Выпили. Помолчали. Кто знает, что в эти мгновения промелькнуло в их памяти? Но уж точно не картины нищеты и поруганности народной, не миллионы умерших и не родившихся людей, чьими жизнями они безоглядно мостили дорогу в светлое будущее, всеми силами проталкивая вперёд свои бредовые идеи. У нас так всегда — счастье народное на костях, слезах и страдании самого народа, а достаток и сытость сограждан оценивается по внешнему виду ближнего круга. Есть же такая старая народная примета: чем крупнее бриллианты на жёнах чиновников, тем мельче картошка на столе у подданных. Лукавые статистики плюсовали в одну кучу доходы миллиардеров, миллионеров, богатеев и нищеты, делили всё на количество жителей Сибруссии, без учёта ханьцев, бродяг, беспризорников и получали вполне приличные показатели, с которыми не стыдно было и в люди выйти. Одно время народные избранцы пытались даже протащить через Великий Курултай законопроект, предлагающий считать народом державы только тех граждан, чей совокупный годовой доход превышает миллион долларов. Насилу заблокировали! Видите ли, им совестно даже мысленно стоять в одном ряду с какими-то оборванцами. К слову, и у нас, и в Объевре давно уже ходила единая валюта — «евротаньга» — однако, депутаты упрямо считали всё по старинке, в давно не существующих деньгах — почерневших ЮЭСах.

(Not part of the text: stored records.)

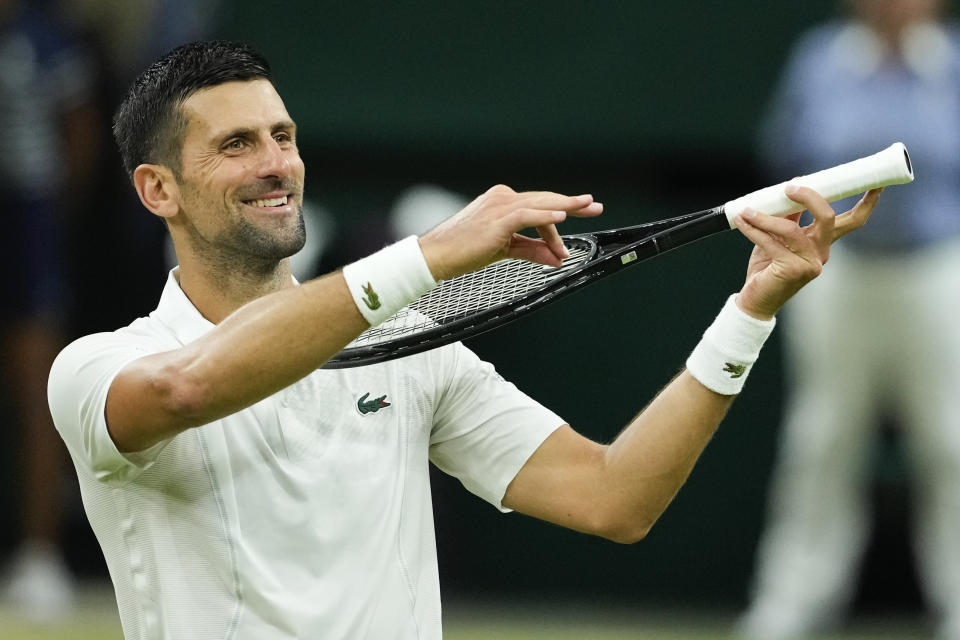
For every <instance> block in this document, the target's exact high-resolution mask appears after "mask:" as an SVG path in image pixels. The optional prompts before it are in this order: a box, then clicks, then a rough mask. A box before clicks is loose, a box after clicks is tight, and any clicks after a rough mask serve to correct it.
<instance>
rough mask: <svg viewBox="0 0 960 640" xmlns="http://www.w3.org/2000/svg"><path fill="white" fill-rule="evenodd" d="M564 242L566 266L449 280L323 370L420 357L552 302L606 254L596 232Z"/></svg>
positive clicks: (350, 346)
mask: <svg viewBox="0 0 960 640" xmlns="http://www.w3.org/2000/svg"><path fill="white" fill-rule="evenodd" d="M562 240H563V243H564V245H565V246H566V247H567V250H568V251H569V252H570V257H569V258H566V259H564V260H563V263H562V265H561V266H559V267H549V266H546V265H542V264H538V263H535V262H528V261H526V260H514V259H506V260H500V261H498V262H494V263H493V264H491V265H488V266H486V267H484V268H483V269H479V270H477V271H473V272H471V273H466V274H464V275H462V276H458V277H456V278H451V279H450V280H445V281H443V282H441V283H440V284H439V285H437V287H435V288H434V289H433V290H431V291H429V292H428V293H426V294H424V295H423V296H421V297H420V298H418V299H417V300H415V301H414V302H412V303H410V304H409V305H407V306H406V307H404V308H403V309H401V310H400V311H398V312H397V313H395V314H394V315H392V316H391V317H390V318H388V319H387V320H385V321H384V322H382V323H381V324H379V325H377V326H375V327H370V328H369V329H367V330H366V331H364V332H363V333H361V334H360V335H359V336H357V338H356V339H355V340H354V341H353V342H351V343H350V344H348V345H347V346H346V348H344V349H343V351H341V352H340V353H338V354H337V355H336V356H334V357H333V358H331V359H330V360H328V361H327V362H326V363H325V364H324V365H323V368H325V369H342V368H347V367H356V366H361V365H367V364H374V363H377V362H383V361H386V360H392V359H394V358H401V357H404V356H408V355H413V354H415V353H420V352H422V351H426V350H428V349H433V348H436V347H440V346H443V345H445V344H450V343H451V342H457V341H459V340H463V339H466V338H469V337H471V336H474V335H477V334H478V333H482V332H484V331H487V330H488V329H492V328H493V327H495V326H499V325H501V324H504V323H505V322H508V321H509V320H508V319H507V318H509V317H510V316H515V315H517V316H518V314H520V313H522V312H523V307H525V306H530V305H535V306H542V305H543V304H546V303H547V302H549V301H551V300H552V299H553V298H555V297H557V296H558V295H561V294H562V292H563V291H564V290H566V289H568V288H569V287H570V286H572V285H573V283H574V282H576V279H577V278H576V276H577V274H578V273H581V272H583V271H585V270H586V267H587V266H588V265H589V264H590V262H591V261H593V260H594V259H595V258H596V257H597V256H598V255H599V252H600V248H599V244H598V242H597V240H596V238H595V237H594V236H593V235H592V234H582V235H571V236H562ZM583 284H585V283H581V284H579V286H583Z"/></svg>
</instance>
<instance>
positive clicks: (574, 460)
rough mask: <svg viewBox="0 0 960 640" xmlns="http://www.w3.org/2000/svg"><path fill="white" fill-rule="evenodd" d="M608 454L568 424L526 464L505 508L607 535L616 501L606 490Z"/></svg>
mask: <svg viewBox="0 0 960 640" xmlns="http://www.w3.org/2000/svg"><path fill="white" fill-rule="evenodd" d="M606 450H607V447H606V446H604V445H602V444H599V443H596V442H593V441H592V440H590V439H589V438H586V437H584V436H582V435H580V434H579V433H577V432H576V431H574V430H573V429H572V428H571V427H570V425H563V426H562V427H561V428H559V429H557V430H556V431H554V432H553V433H552V434H551V435H550V436H549V437H548V438H547V439H546V440H544V442H543V444H541V445H540V447H539V448H538V449H537V450H536V451H535V452H534V453H533V455H532V456H530V459H529V460H527V462H526V464H524V465H523V467H522V468H521V469H520V471H519V473H517V475H516V477H514V479H513V481H512V482H511V483H510V485H509V486H508V487H507V491H506V493H505V495H504V497H503V505H504V506H505V507H508V508H510V509H514V510H516V511H519V512H520V513H525V514H527V515H530V516H533V517H536V518H540V519H541V520H546V521H548V522H552V523H554V524H558V525H561V526H564V527H567V528H570V529H575V530H577V531H582V532H584V533H592V534H601V535H605V534H606V526H607V525H606V517H607V513H608V509H607V508H606V505H607V503H608V502H609V501H610V498H611V495H610V491H611V488H610V487H605V488H603V489H602V477H603V469H604V460H605V455H606ZM601 489H602V490H601Z"/></svg>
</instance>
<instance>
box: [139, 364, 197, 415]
mask: <svg viewBox="0 0 960 640" xmlns="http://www.w3.org/2000/svg"><path fill="white" fill-rule="evenodd" d="M151 387H152V388H153V392H154V394H155V397H157V398H158V399H159V400H160V406H161V407H162V411H163V413H164V414H166V416H167V419H168V420H169V421H171V422H172V423H176V424H178V426H182V427H183V428H188V427H192V426H197V425H200V424H203V423H204V422H205V419H204V418H205V414H206V413H207V410H208V407H209V406H210V402H209V395H210V392H209V389H208V385H206V384H204V382H203V381H202V380H197V379H195V378H194V377H193V376H191V375H189V374H188V373H186V372H185V371H184V370H183V369H181V368H179V367H164V368H163V369H161V370H160V371H158V372H157V374H156V376H155V377H154V378H153V379H152V380H151Z"/></svg>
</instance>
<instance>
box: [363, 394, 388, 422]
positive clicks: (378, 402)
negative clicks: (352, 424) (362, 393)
mask: <svg viewBox="0 0 960 640" xmlns="http://www.w3.org/2000/svg"><path fill="white" fill-rule="evenodd" d="M369 395H370V392H369V391H367V392H366V393H365V394H363V395H362V396H360V399H359V400H357V410H358V411H359V412H360V415H362V416H365V415H367V414H368V413H376V412H377V411H380V409H383V408H386V407H389V406H390V403H389V402H386V398H387V396H386V394H384V395H382V396H380V397H379V398H374V399H373V400H367V397H368V396H369Z"/></svg>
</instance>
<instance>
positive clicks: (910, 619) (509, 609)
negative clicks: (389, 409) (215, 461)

— Подумать страшно, сколько всего прошло! — первым прервал затянувшееся молчание Ибрагим. — А всё куда-то летим, воюем друг с другом, а времени-то на жизнь, гляди, и не осталось вовсе. Мне за восемьдесят, тебе чуть меньше. Коснись чего, и за гробом идти некому будет. Конечно, солдат и студентов понагонят, одних за пачку махорки, других за банку пива, но всё это казённо, противно. Плакальщицы из Большого театра крепостных актёров по найму отголосят, может, из пушки пальнут, если порох кто проплатит — и всё, забвение. Ты сегодня, при нашей ещё жизни, попробуй отъехать километров пять за оградительные стены столицы и назови наши с тобой фамилии — хрен кто и ухом поведёт. Наливай ещё по полной!
— Вот это я понимаю! Не-е, есть ещё порох в пороховницах! Давай сегодня нажрёмся с тобой, как встарь, хоть и невесёлая у нас пьянка, Иваныч, получается. За тебя, друг мой лютый, — действительно всякое промеж нами бывало. За жизнь нашу, — а что поделаешь, закон курятника: пока до верхнего шестка доберёшься, весь в помёте будешь, это уж непременно, зато сверху гадь на кого хочешь. А мы вот с тобой прорвались и уже сколько лет на этом шесте сидим, и никто, никто нас отсюда не сковырнёт! — Он первым опрокинул свою рюмку, крякнул и, закусив куском южноамериканского континентального яблока, продолжил: — Главное, обидно, аж вот тут слёзы стоят, — он рубанул ребром ладони по горлу, — когда мы с тобой придумывали Преемничество, разве таким его представляли? Мы же опять-таки о народном спокойствии и благополучии пеклись. Защищали его от пройдох и демагогов всяких, народные деньги берегли и покой в государстве! А что к середине века получили? Разве для того с таким трудом прививали безнародные всеобщие выборы, внедряли молчаливые дебаты кандидатов на телевидении, искореняли плакатоманию и все эти листовки — атавизмы подпольных войн и народничества? Есть один огромнейший баннер на развалинах так и не достроенного публичного дома в центре столицы и хватит. Ну и каков итог? Преемники вообще обмельчали, с нами, отцами основателями, не то что не делятся, так даже и не советуются. Это полбеды, но они же и к людям перестали выходить, фотографии для газеты не допросишься, чтобы подданным доказать, что сегодня уже не Шестой Преемник на троне, а Седьмой, и основной закон соблюдён.